A probation officer prepared a Presentence Investigation Report (“PSR”) for the district
court. See 18 U.S.C. § 3352(a); Fed. R. Crim. P. 32. With respect to Tisdel’s “offense level,”
the PSR began with a base level of 18 because the drug quantity at issue was between 40 and 60
grams of heroin. See USSG § 2D1.1(c)(11). After a five-level decrease, the offense level came
down to 13. See USSG §§ 3B1.2(b), 3E1.1(a), (b). As for her “criminal history,” the PSR
placed Tisdel in category III because she had three countable “prior sentences” between March
and October of 2013—for drug possession and possession of criminal tools, driving under the
influence, and driving under suspension—and because she committed the instant heroin offense
while under probation. See USSG § 4A1.1(c), 1.1(d), 1.2. Ultimately, the PSR calculated the
guidelines range: a total offense level of 13 and a criminal history category of III, amounting to a
sentence of 18 to 24 months’ imprisonment. See USSG § 5A.
B.
At the sentencing hearing, the district court agreed with the PSR’s recommendation.

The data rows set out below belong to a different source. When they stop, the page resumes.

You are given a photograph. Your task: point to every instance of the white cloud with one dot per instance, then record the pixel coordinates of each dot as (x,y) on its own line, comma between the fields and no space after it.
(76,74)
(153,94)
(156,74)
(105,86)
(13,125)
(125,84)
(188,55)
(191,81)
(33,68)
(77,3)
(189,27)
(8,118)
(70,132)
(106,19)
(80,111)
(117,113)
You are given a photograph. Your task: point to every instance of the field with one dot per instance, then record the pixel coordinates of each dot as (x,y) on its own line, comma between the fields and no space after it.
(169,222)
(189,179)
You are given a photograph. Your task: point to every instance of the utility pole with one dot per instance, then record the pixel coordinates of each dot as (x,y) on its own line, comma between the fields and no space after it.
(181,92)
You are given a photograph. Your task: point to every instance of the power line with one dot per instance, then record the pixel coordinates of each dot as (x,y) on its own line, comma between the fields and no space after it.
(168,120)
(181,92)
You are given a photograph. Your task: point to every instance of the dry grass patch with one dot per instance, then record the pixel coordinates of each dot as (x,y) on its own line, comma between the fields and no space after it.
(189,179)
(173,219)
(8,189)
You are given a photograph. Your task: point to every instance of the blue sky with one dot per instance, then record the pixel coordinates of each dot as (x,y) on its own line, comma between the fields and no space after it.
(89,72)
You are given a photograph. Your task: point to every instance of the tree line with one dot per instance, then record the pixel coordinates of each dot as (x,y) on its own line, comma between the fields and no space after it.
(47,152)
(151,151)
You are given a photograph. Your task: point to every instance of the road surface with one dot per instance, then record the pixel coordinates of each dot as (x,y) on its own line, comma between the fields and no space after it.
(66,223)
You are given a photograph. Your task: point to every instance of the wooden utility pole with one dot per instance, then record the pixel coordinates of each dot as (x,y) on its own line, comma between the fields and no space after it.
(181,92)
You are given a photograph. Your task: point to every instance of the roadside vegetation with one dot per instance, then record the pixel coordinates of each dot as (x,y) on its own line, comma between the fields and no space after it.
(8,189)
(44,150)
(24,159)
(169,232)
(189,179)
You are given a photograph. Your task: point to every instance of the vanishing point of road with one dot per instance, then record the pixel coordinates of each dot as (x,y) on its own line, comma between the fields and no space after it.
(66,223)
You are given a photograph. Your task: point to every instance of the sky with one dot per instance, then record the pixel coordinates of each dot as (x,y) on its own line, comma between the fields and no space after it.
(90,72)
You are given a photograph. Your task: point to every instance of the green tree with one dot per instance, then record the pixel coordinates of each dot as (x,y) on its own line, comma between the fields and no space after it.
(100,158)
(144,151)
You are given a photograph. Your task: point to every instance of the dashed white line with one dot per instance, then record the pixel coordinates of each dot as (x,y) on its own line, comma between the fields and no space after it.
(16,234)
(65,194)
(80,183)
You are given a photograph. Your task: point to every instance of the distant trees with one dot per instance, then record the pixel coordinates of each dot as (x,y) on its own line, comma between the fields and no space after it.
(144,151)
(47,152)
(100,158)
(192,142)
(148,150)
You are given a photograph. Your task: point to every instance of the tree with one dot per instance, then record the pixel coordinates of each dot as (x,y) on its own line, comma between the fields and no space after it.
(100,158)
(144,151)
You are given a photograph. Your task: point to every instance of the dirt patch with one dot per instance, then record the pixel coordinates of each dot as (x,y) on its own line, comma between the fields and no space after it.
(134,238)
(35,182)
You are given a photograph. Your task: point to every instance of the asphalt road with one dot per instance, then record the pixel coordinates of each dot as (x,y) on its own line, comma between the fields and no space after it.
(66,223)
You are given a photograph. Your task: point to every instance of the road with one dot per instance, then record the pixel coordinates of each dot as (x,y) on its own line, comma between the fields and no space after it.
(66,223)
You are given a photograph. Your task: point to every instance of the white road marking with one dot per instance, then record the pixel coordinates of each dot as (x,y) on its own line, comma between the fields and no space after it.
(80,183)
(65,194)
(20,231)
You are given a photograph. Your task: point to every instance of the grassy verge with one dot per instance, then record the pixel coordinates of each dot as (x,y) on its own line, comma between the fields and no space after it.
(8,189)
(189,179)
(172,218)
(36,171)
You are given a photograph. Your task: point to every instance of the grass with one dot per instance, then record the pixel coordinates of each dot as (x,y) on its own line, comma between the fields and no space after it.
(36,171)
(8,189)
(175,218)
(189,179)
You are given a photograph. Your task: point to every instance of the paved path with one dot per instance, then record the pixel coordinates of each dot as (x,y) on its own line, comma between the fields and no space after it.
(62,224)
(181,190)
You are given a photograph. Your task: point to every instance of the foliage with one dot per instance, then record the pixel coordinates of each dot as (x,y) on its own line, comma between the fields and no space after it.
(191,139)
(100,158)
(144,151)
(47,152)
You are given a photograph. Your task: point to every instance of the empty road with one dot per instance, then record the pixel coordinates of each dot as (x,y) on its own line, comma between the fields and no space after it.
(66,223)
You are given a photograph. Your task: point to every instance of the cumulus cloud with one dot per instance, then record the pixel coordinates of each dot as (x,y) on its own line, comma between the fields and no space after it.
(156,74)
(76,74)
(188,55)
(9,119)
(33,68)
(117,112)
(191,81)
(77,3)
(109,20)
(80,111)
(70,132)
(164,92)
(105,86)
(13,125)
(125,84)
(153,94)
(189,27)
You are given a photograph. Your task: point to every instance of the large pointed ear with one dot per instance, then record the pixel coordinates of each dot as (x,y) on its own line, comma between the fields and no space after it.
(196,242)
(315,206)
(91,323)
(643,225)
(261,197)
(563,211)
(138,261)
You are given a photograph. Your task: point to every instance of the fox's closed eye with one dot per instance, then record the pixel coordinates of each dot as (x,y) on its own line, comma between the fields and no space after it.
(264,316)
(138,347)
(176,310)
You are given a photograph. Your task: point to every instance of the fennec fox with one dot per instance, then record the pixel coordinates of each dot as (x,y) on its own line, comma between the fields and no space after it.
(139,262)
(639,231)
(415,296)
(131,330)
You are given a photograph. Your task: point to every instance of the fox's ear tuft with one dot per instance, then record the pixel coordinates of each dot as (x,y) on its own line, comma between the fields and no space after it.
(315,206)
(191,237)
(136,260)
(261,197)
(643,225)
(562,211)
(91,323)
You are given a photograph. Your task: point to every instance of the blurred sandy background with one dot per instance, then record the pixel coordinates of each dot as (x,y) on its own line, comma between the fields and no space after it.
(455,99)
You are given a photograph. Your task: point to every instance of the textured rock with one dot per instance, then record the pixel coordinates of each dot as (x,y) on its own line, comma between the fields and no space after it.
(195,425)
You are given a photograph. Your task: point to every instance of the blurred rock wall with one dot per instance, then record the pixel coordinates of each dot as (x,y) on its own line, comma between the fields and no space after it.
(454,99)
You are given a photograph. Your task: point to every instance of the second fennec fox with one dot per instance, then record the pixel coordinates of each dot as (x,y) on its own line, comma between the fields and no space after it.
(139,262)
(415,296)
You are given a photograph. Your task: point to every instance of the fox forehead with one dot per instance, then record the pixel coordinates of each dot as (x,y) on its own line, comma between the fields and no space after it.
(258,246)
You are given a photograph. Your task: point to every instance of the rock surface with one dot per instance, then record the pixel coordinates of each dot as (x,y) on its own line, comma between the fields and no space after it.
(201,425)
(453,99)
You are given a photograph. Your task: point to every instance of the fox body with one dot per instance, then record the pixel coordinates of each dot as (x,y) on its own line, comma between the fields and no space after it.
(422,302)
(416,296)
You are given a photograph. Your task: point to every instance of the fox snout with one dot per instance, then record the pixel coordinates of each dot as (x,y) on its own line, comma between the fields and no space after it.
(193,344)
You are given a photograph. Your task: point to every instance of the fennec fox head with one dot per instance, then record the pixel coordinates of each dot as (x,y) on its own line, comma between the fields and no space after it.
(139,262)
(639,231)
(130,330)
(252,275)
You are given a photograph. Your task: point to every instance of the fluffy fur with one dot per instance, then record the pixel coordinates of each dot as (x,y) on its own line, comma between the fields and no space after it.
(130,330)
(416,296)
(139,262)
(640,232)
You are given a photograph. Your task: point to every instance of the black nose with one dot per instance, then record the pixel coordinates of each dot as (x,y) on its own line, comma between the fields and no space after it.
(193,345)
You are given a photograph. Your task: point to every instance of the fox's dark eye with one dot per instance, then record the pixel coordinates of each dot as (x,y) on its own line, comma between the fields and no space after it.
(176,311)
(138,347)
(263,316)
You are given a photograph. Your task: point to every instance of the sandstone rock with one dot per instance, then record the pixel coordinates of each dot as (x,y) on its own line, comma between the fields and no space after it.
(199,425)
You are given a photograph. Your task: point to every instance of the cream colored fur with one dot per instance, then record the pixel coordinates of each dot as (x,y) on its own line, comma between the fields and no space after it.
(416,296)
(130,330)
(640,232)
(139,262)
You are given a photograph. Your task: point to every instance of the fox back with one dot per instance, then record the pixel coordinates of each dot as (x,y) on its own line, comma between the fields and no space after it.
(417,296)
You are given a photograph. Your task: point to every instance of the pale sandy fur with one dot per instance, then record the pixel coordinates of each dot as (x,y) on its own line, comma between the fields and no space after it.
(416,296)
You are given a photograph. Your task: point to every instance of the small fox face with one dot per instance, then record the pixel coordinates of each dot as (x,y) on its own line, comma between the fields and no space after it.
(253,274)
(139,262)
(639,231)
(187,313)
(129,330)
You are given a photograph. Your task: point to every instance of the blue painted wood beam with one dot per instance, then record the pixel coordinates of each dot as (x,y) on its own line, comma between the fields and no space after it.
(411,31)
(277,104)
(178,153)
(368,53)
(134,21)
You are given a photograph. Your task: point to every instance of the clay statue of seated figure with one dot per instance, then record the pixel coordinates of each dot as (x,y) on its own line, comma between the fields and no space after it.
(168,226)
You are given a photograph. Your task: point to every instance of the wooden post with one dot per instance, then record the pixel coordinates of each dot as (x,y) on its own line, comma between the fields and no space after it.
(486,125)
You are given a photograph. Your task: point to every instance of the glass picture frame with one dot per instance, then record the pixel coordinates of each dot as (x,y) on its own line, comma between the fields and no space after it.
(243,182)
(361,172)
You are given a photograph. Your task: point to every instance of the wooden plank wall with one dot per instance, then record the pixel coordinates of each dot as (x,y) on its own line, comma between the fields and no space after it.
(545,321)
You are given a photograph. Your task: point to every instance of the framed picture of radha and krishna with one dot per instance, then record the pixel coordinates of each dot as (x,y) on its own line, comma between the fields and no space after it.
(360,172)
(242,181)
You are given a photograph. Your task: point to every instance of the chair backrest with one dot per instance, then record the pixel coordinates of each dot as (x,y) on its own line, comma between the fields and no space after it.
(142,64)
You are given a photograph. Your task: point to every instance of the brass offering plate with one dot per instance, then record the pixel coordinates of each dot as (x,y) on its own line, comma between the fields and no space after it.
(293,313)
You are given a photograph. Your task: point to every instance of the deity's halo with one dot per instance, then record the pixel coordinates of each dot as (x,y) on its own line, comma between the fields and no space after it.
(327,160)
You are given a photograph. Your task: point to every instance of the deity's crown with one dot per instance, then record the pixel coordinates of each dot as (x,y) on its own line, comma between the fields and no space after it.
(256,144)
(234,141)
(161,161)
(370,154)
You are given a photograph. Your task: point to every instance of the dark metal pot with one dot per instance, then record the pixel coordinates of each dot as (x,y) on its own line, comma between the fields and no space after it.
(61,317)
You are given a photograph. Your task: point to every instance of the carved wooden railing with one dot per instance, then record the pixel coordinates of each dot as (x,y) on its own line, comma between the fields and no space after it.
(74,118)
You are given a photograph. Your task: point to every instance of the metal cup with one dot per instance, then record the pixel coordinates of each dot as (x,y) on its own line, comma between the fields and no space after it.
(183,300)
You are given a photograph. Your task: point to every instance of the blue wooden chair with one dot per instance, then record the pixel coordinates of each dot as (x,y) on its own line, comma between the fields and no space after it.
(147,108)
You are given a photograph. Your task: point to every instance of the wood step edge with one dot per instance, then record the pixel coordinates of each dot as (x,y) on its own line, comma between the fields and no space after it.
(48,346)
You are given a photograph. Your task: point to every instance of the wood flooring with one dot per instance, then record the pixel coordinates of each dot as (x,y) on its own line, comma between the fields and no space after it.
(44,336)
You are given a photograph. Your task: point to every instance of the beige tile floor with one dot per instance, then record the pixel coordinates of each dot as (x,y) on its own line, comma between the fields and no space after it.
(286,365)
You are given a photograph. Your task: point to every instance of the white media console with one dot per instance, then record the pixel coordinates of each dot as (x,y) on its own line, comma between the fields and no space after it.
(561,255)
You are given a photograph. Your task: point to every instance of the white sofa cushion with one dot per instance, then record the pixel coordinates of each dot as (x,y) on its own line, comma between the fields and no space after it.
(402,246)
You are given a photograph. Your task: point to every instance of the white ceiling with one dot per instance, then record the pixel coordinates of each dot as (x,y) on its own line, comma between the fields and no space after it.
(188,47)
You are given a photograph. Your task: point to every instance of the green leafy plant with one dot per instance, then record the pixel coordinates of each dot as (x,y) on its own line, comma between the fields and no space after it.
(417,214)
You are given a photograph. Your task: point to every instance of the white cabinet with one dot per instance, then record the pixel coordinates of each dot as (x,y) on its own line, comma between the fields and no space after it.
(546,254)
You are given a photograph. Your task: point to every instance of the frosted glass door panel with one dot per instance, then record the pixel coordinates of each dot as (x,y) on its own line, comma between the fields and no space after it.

Tisdel’s counsel objected, arguing that, although “according to the system . . . she does fit within
[c]ategory III,” this finding would be unfair because it “overstates the seriousness of her
[c]riminal [h]istory and her likelihood of recidivism.” Further, as Tisdel’s counsel pointed out,
she “has no offenses of violence in her past” and “never served a prior sentence.” Tisdel hoped
for a criminal history reduction because it would allow a discretionary split-sentence of six
months’ imprisonment and six months’ home confinement. See USSG § 5C1.1(d)(2).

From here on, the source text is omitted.